- Born: Dublin, Ireland
- Education: Gorey School of Art, National College of Art and Design Dublin
- Known for: Painting
- Website: genievefiggis.com

= Genieve Figgis =

Irish painter (born 1972)

Genieve Figgis (born 1972) is an Irish painter who started her artistic career using social media. She is known for her vibrant colors and ghoulish or macabre imagery. According to Flaunt magazine: "Her unique brand of painting—which uses acrylics "slathered heavily" on canvas and often references works of the canon as viewed through a melted macabre filter—is at once classical and utterly contemporary."

== Education ==
Figgis graduated in 2006 from the Gorey School of Art in Wexford with a Bachelor's in Fine Arts. She completed her studies in 2012 with a Master's of Fine Arts at the National College of Art and Design in Dublin, Ireland.

Olivia Parkes wrote, "An unconventional rising art star, she started her family before she started art school, and received recognition for her work online before the gallery world caught up. It's the kind of story that makes you love the internet: for bringing us the good stuff, faster than we would have gotten it otherwise."

Figgis' use of Twitter to display her artwork in 2014 caught the attention of American artist Richard Prince and introduced Figgis into the New York art scene. Figgis made her American debut exhibition at Harpers Books in East Hampton, New York in the summer of 2014 while also publishing her first book at the same time titled Making Love With the Devil.

Since 2015, she is represented by Almine Rech Gallery. In 2026, her work was included in the group exhibition Songs to the Siren at The Model in Sligo, curated by Paul Hallahan and Lee Welch.

== Style ==
From the outset, Figgis has played with the culture of upper class luxury culture portrayed in the art canon by artists such as Diego Velázquez, Francisco Goya, Fragonard, Édouard Manet, Henri de Toulouse-Lautrec, James Ensor and François Boucher. Figgis' style strikes a balance between figuration and abstraction. Her paintings are reminiscent of 18th century Rococo style as she recreates cheery Victorian photographs, and paintings with thick paint, causing the subjects to appear as melting, zombie-like creatures.

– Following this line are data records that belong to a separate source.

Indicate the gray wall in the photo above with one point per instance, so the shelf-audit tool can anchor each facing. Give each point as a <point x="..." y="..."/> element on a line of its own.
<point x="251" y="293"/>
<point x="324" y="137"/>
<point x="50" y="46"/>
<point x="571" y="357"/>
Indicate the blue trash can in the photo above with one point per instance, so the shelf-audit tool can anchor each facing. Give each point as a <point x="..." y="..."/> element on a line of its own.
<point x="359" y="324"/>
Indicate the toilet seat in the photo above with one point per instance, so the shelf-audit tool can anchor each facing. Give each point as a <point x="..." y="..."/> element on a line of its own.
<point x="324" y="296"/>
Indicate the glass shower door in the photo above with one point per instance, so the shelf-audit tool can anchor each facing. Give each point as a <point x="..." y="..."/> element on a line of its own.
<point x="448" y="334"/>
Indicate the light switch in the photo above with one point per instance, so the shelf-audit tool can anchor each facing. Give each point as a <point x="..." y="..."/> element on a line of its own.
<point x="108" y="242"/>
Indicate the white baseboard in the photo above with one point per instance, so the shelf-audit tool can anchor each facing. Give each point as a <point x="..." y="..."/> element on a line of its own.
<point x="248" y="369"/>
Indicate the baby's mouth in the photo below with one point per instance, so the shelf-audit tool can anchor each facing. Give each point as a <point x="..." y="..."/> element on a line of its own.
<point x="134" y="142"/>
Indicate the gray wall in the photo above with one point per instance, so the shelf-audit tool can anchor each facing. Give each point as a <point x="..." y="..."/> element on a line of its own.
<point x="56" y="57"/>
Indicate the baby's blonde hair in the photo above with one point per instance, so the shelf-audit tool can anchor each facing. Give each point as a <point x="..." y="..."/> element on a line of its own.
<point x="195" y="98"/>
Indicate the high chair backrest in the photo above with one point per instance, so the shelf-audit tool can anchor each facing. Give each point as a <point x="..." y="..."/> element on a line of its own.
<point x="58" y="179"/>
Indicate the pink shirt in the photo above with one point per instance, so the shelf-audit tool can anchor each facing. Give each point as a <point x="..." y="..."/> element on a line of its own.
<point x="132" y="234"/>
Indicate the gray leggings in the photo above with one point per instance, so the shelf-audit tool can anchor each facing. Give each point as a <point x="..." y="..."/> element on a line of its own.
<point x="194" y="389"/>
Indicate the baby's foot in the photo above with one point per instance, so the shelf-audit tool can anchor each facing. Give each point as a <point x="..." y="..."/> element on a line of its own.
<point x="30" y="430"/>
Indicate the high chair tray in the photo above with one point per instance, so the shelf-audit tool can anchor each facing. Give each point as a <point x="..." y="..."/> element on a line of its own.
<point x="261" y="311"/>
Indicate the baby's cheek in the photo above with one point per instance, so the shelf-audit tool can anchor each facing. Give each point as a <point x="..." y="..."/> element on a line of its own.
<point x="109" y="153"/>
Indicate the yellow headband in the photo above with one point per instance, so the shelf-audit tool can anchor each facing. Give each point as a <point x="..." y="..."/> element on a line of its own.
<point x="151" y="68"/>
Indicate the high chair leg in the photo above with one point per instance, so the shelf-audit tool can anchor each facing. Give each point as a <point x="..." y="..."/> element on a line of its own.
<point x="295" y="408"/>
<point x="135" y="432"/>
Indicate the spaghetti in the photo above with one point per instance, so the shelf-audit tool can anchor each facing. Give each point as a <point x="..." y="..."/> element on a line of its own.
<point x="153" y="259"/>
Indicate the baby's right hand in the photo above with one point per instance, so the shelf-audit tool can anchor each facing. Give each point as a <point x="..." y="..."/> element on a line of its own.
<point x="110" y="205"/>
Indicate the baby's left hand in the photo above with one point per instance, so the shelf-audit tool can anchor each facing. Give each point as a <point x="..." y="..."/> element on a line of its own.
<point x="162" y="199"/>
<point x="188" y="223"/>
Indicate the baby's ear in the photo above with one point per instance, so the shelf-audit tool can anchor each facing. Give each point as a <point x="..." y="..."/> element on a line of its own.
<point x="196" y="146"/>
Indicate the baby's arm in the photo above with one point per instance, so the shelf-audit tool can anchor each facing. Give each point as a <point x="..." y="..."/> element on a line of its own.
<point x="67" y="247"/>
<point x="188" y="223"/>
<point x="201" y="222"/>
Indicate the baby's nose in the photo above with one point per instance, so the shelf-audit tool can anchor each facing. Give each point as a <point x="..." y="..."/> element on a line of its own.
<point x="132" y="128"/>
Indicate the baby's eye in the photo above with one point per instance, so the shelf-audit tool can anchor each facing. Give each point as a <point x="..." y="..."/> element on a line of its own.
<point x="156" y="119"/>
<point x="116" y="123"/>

Figgis values the use of paint for its ability to surprise, and is the medium she uses to form her figures of drips and swirls giving them a ghoulish imagery in her paintings. Her paintings technique involves dripping paint onto a canvas allowing gravity and colour-bleeding along to do most of the work with subtle surface marks to create specific details and textures.

She cites Marlene Dumas, Cecily Brown and Jenny Saville as her heroes. Her work has been influenced by growing up in Ireland with the rules of the Catholic Church and the scenic countryside she is surrounded by in her everyday life, living in County Wicklow. Figgis believes having a knowledge of a Spirit and becoming one with nature allows one to become more connected with the Earth's energy. This expression of spiritual beliefs can be seen through her works with her use of rich colors that "bubble, ooze and marbleize as if alive."

Genieve Figgis, Leda and the Swan (after Boucher), 2018, Acrylic on canvas, 23 x 31 inches

Figgis painted a version of Leda and the Swan in 2018 after an earlier work by François Boucher. Figgis' contemporary version reinvents an idyllic romantic scene of lavish playfulness with dark humor, transforming it into one of profanity and horror.